9月3日(月)午後3時15分、JICAスリランカ事務所を表敬訪問。中本明男次長、新明尚樹調整員に対応していただき、新明調整員から、スリランカの「ボランティア事業の概要」などについて以下のようなご説明をいただきました。

スリランカは、シンハラ人(74.9%)、スリランカ・タミル人(11.2%)、インド・タミル人(4.1%)、ムーア人(9.3%)からなり、宗教構成は、仏教徒(70.1%)、ヒンドゥ教徒(12.6%)、イスラム教徒(9.7%)、キリスト教徒(7.6%)。公用語はシンハラ語とタミル語で英語を連結語としている多様性の国。社会主義国のため、国立の医療機関を受診する場合は無料、教育費も大学まで無料ではあるが、狭き門である。主要産業はサービス業がGDPの約6割、主要輸出品の繊維・衣料製造を含む鉱工業が約3割、紅茶、ゴムを含む農林水産業が約1割だが、恒常的な赤字財政で、対GDP比の対外債務残高も50%程度で推移。強い影響力を持つ隣国インドとの関係は強く、また途上国の例に漏れず、近年では中国の援助額が増加の傾向。戦後、日本の賠償責任と制裁措置を話し合ったサンフランシスコ講和会議で、当時のスリランカ蔵相の「憎悪は憎悪によって止むことなく、愛によって止む」という発言に救われた日本とスリランカは歴史的な友好国であり、JICA有償資金協力承諾額は9位。

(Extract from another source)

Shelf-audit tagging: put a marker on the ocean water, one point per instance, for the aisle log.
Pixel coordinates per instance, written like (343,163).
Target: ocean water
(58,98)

ボランティア事業による支援分野も、上下水道・環境改善、農業・地域開発、紛争影響地生計向上、気候変動・防災対策、保健医療や教育、福祉などの社会サービス、若年層産業人材育成支援、スポーツを通じた青少年育成支援など多岐に渡っている。内戦終結後は、北部、東部への派遣も再開された。現在スリランカに派遣されているJICAボランティアは、JV 67名、SV 7名の合計73名。男女比は、女性48名(66%)男性27名(34%)。スリランカの環境分野では、行政が州→県→市の他に国の出先機関もあり複雑になっているためサービスがスムーズに行われない。焼却炉がないことは大きな問題で、積み上げたゴミ山が崩れ十数名の犠牲者が出る事故も発生している。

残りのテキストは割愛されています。